Clattered Oothecae Egg formation

Once the yolks are formed placental growth is briefly resumed, growing over top of the yolks. In response the endometrium, or maternal tissue, that is in contact with the placenta, grows to form a sac or cyst filled with lymph and concentrated trehalose over top that engulfs the placenta and embryo. A second sac or cyst forms beneath this structure with a wall of several separate membrane layers and holds the yolks. The several pieces of cargo within what is essentially now an egg are held in place by a surrounding placental diaphram that divides the ovicular orb. The porous walls of the egg lignify, with the appearance of a walnut of Earth. Alongside the discharge of chunks of lochia they are imbedded in, the clutch of eggs is born together into the holding pouch with the embryo cargo, and even endometrium tissue, inside remaining in diapause. The surrounding soft tissue is cleaned away by the mother off the eggs with care, individually lifting them into the mouth for cleaning and placing them back into the holding pouch. By this time it is late summer and night has begun to show its face again.

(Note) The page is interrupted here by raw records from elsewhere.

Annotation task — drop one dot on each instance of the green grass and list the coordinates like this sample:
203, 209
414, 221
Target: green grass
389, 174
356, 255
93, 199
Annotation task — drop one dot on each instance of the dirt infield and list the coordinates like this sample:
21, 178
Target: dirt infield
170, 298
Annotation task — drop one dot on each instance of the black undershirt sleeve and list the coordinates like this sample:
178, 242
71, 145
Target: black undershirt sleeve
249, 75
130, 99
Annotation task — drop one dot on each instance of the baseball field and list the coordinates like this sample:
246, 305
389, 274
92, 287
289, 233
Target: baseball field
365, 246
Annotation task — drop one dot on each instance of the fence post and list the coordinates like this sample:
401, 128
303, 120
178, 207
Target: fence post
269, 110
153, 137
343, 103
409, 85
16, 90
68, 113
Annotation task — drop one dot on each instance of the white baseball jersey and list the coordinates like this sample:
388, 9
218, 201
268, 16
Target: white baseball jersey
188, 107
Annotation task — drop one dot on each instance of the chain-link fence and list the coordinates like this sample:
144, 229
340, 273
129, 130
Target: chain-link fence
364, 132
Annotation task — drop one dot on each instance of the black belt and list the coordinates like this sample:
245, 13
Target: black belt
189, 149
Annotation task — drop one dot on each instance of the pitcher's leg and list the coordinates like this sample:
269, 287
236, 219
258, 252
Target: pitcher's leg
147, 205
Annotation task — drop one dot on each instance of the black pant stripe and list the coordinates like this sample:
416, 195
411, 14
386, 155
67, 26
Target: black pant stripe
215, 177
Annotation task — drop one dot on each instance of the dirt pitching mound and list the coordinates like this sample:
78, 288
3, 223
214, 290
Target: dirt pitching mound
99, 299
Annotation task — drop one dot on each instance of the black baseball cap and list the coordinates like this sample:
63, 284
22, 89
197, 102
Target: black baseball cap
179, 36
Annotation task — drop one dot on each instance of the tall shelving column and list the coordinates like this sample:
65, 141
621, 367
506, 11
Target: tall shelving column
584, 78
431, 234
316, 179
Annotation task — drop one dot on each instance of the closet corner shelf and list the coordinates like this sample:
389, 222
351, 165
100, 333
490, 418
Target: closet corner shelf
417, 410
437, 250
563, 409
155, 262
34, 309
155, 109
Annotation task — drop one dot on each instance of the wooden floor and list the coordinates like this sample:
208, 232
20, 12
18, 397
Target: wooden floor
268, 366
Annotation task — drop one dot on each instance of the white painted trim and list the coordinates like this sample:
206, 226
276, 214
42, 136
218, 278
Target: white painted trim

As the nights become longer the main food supply, sunlight, for the clattered oothecae dwindles. Eventually the light is no more and in the darkness they both freeze and starve. This final life stage, brought on by the night, triggers a cellular response causing lignification throughout their bodies, both females and males. The entire clattered oothecae is converted to wood via stress response, and the entire flock is reduced to a pile of the lifeless stuff with exception of the dormant eggs they carry.


The eggs remain dormant throughout the winter darkness, trehalose sopping throughout the inner tissues prevents freezing damages from the cold. The multiple protective woody layers of the egg and dead mother, in combination with the trehalose, protect the eggs from the dessicating dry air of the winter night as well. The katabatic winter winds of inner Drake formed at Mae Peak and Drake Glacier often cause the piles of bodies to become strewn about the wastelands, tucking them away into catchments and crevices.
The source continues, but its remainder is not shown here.